The way the Act is worded, many experts feel it is ultra vires the Constitution’s Article 19(1)(a), which enshrines freedom of speech. The Supreme Court is currently hearing a petition on it and it has issued notices to state governments like Maharashtra and also the Centre. The next hearing is scheduled for 14 January 2013.
The issue is much more deep rooted and ingrained in our governance system and was originally planted by Jawaharlal Nehru, who introduced the first amendment to the constitution to curtail press freedom.
In the debates surrounding the first amendment to the Indian Constitution, Nehru came under severe attack from opposition leaders for compromising the right to free speech and opinion. Two court decisions in 1949, upholding the right to free speech by people on the far right and far left impacted him.
The cases involved Romesh Thapar, in which the Madras government, after declaring the Communist party illegal, banned the Left leaning magazine Crossroads as it was sharply critical of the Nehru government.

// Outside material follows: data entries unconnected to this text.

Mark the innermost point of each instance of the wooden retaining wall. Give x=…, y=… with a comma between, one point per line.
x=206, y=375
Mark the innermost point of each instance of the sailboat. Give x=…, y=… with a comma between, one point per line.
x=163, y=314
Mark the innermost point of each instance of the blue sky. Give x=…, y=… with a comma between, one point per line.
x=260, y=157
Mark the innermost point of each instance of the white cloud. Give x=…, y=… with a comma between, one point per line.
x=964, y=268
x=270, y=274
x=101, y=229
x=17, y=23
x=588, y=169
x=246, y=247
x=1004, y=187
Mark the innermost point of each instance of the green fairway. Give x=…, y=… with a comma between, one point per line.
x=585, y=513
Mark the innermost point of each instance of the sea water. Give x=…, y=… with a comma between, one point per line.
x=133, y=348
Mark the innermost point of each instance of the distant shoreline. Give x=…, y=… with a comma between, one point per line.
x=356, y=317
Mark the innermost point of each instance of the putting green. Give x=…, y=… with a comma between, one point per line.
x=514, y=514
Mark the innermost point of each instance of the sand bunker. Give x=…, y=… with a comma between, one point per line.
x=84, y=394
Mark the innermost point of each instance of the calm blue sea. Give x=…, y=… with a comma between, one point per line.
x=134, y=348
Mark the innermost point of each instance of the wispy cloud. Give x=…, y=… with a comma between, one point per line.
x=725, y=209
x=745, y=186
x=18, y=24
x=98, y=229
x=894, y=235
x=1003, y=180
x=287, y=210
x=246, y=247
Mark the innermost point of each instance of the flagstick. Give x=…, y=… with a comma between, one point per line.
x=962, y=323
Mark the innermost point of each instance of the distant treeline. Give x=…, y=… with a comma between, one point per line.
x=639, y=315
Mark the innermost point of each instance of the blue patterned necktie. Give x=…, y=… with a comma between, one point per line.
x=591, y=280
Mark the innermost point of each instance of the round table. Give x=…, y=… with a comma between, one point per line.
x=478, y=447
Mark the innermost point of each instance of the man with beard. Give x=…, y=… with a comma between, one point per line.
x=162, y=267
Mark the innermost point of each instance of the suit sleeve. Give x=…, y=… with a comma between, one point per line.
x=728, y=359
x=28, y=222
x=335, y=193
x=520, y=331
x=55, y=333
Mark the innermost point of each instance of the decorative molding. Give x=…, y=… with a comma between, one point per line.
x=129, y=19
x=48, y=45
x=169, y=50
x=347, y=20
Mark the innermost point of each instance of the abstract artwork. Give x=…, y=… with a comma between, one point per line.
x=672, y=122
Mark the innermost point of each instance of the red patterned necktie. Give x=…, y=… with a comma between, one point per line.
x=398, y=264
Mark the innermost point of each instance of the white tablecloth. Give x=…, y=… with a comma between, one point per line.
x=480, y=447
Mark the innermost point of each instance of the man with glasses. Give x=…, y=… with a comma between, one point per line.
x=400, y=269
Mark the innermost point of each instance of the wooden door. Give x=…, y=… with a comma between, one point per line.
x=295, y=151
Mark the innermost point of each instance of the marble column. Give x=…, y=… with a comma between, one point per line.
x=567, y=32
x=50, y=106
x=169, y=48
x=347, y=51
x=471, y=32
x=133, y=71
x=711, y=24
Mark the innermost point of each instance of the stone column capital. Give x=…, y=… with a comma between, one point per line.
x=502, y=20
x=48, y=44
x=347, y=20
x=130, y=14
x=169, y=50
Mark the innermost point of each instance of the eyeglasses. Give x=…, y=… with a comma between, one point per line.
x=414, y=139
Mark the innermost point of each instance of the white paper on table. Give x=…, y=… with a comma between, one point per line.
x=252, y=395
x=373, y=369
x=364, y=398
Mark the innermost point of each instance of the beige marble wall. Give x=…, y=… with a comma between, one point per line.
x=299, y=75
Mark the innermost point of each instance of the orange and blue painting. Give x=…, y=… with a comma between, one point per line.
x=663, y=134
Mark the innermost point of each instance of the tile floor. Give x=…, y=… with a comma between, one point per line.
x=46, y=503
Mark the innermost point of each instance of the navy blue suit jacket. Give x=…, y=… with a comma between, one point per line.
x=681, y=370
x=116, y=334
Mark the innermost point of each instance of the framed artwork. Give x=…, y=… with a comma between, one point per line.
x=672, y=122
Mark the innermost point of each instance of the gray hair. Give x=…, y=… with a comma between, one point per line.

The court held that banning a publication on the ground of threat to public safety or public order was not supported by the constitutional scheme since the exceptions to 19(1)(a) were much more specific and had to entail a danger to the security of the state.
The other case related to an order by the Chief Commissioner, Delhi, asking Organiser, the RSS mouthpiece, to submit all communal matters and materials related to Pakistan to scrutiny.
It was in this context that Nehru’s government decided to amend the Constitution inserting the words ‘public order’ and ‘relations with friendly states’ into Article 19(2).
More than the amendments, it is the intolerance exhibited by Nehru for his opponents in the Lok Sabha during the debate which is much more frightening.
Let us quote him from a Time magazine report of 28 May 1951.
“Part of the Indian press, said (Nehru), is dirty, indulges in ‘vulgarity, indecency and falsehood.’ To teach it manners, Nehru proposed an amendment to India’s constitution that would impose severe restrictions on freedom of speech and expression. He asked for power to curb the press and to punish persons and newspapers for ‘contempt of court, defamation and incitement to an offense’ Nehru told Parliament: ‘It has become a matter of the deepest distress to me to see the way in which the less responsible news sheets are being conducted . . . not injuring me or this House much, but poisoning the minds of the younger generation.”
Nehru said his measure was aimed at Communist and Hindu extremist agitation. His real targets: Atom, Current, Struggle and Blitz, four Bombay-published sensational weeklies which have consistently attacked Nehru’s domestic and foreign policy, scurrilously attacked the US.
A further quote:
“Prime Minister Nehru got his law to curb India’s press. Voting 228 to 20, Parliament amended the 1949 constitution, which guaranteed freedom of speech and expression to all citizens. Under the amendment, the government may introduce laws fining newspapers for ‘defamation or incitement to an offense.’ The courts will set the penalties.
A small but determined parliamentary opposition, led by Dr Syama Prasad Mookerjee, former Minister for Industry, bitterly attacked the amendment.
Mookerjee (to Nehru): You’ve got 240 supporters in this House, but outside in the country millions are against you.
Nehru (shaking his fists) : [Your] statements are scandalous…
The fury with shaking fists exhibited by Nehru was carried forward by his daughter Indira Gandhi when she imposed an internal emergency and introduced comprehensive censorship of the media and, unfortunately, most of our media” crawled when asked to bend.”
In addition to the common man, the judiciary and the media bore the maximum brunt of the impact of the emergency. The Supreme Court, by a majority of four to one, held that a person could be arrested or detained without legitimate grounds and there was no remedy in the law courts since all fundamental rights were suspended. The attorney-general of India argued — a citizen could be killed illegally and no remedy was available since there were no fundamental rights of the citizen any more.
Censorship was imposed on newspapers and barring a few, like The Indian Express, other newspapers did not have the courage to defy the censorship orders.